A democratic revolution in China would be excellent for the American economy, particularly if it's a liberal government that begins to raise wages, destroying the WalMart monopoly on cheap imported goods and allowing other corporations (and domestic factory production) a chance to recover.

I'd tend to agree. Hopefully we never make quite the same mistake again.

Our automakers are too stupid to realize that if they successfully developed an efficient hydrogen car, along with a hydrogen infrastructure to boot, they'd save themselves from collapse.

Hydrogen's infeasible at the present.
 
For those that live in the US, who would you support for president, even if you couldn't vote? I would have gone for Edwards, but he dropped out.
 
Hydrogen's infeasible at the present.

Yes, and the Moon was infeasible circa Kennedy, but if the U.S. government funded the damn thing, and also offered a 10 billion dollar subsidy to the first automaker to develop and market a hydrogen car, they'd get off their asses and have the thing finished in 5-10 years.
 
For those that live in the US, who would you support for president, even if you couldn't vote? I would have gone for Edwards, but he dropped out.

I think the sig says it for me.

Yes, and the Moon was infeasible circa Kennedy, but if the U.S. government funded the damn thing, and also offered a 10 billion dollar subsidy to the first automaker to develop and market a hydrogen car, they'd get off their asses and have the thing finished in 5-10 years.

No, hydrogen technology is physically infeasible at the moment until they design a much better system. This is entirely possible, but an economy running off of hydrogen is a long way away.
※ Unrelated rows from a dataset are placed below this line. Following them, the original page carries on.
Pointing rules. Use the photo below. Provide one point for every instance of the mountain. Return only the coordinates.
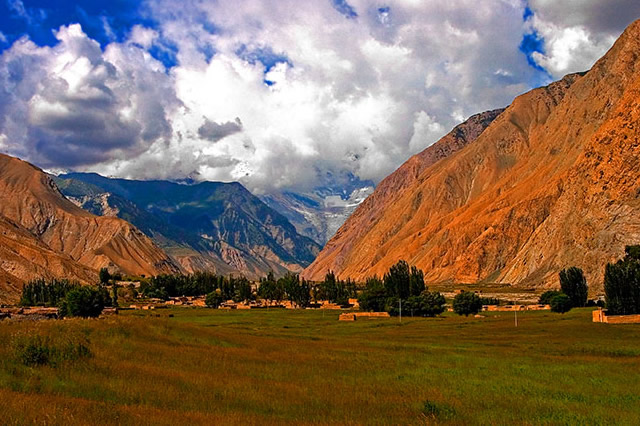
(553, 181)
(319, 213)
(44, 234)
(206, 226)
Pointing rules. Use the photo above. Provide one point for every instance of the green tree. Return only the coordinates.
(574, 284)
(397, 280)
(105, 276)
(431, 303)
(242, 288)
(467, 303)
(374, 296)
(622, 284)
(214, 299)
(561, 303)
(85, 302)
(416, 282)
(545, 298)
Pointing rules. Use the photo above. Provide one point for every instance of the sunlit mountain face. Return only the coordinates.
(273, 95)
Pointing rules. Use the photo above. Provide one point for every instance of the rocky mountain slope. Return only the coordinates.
(554, 181)
(44, 234)
(207, 226)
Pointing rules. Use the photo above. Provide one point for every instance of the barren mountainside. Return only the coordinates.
(211, 226)
(553, 182)
(44, 234)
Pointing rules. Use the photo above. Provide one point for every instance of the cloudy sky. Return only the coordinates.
(274, 92)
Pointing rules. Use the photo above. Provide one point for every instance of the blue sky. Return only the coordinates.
(273, 93)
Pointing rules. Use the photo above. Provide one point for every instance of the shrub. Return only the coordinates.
(85, 302)
(467, 303)
(490, 301)
(561, 303)
(545, 298)
(214, 299)
(438, 411)
(37, 350)
(574, 285)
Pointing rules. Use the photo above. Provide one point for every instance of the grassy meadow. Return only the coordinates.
(201, 366)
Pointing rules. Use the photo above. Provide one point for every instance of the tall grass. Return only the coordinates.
(255, 367)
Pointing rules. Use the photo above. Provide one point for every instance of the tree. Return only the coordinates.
(574, 284)
(214, 299)
(545, 298)
(416, 282)
(374, 296)
(432, 303)
(114, 296)
(622, 284)
(242, 288)
(561, 303)
(427, 304)
(467, 303)
(105, 276)
(85, 302)
(397, 280)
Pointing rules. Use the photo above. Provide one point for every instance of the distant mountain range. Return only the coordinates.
(43, 234)
(211, 226)
(513, 196)
(319, 213)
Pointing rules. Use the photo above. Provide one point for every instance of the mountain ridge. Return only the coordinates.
(502, 208)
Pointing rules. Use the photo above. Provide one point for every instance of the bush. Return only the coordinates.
(545, 298)
(36, 350)
(438, 411)
(561, 303)
(214, 299)
(85, 302)
(574, 285)
(467, 303)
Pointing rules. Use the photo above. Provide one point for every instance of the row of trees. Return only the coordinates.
(622, 284)
(401, 286)
(73, 299)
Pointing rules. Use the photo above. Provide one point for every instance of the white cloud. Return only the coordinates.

I think our best bet on that front is a Democratic president; the only things I strongly dislike about their energy policies are corn ethanol (GAH!) and anti-nuclear power (oh noez, one mostly contained meltdown in half a century!).
 
I disagree with the nuclear idea. It is too dangerous to have it simply for cars. Until a safer way has been tested with killer robots:joke: we should have Nuclear cars, should me. More efficient solar powered cars would be good too. The hydrogen cars may blow up very easily, we must find a better, safer solution, like stronger framework or something.
 
I disagree with the nuclear idea. It is too dangerous to have it simply for cars. Until a safer way has been tested with killer robots:joke: we should have Nuclear cars, should me. More efficient solar powered cars would be good too. The hydrogen cars may blow up very easily, we must find a better, safer solution, like stronger framework or something.

...What?

Please call back when you're sober.
 
Well, I can't drink, so techinically, I am never not sober. ;)

Anyways, didn't my talk about car fuel possibilities make any sense to you??
 
For those that live in the US, who would you support for president, even if you couldn't vote? I would have gone for Edwards, but he dropped out.
Would have voted for Dodd, but he dropped out. So I voted for Clinton.

Obama, frankly, scares me a little (though not enough that I'll vote for McCain instead)--it seems that he's developing a cult of personality. Worse that that is his non-plan for Iraq, which as far as I can tell consists of withdrawing immediately no matter the consequences. I believe, and will argue, that at this juncture staying in Iraq is less destabilizing to the middle east than pulling out.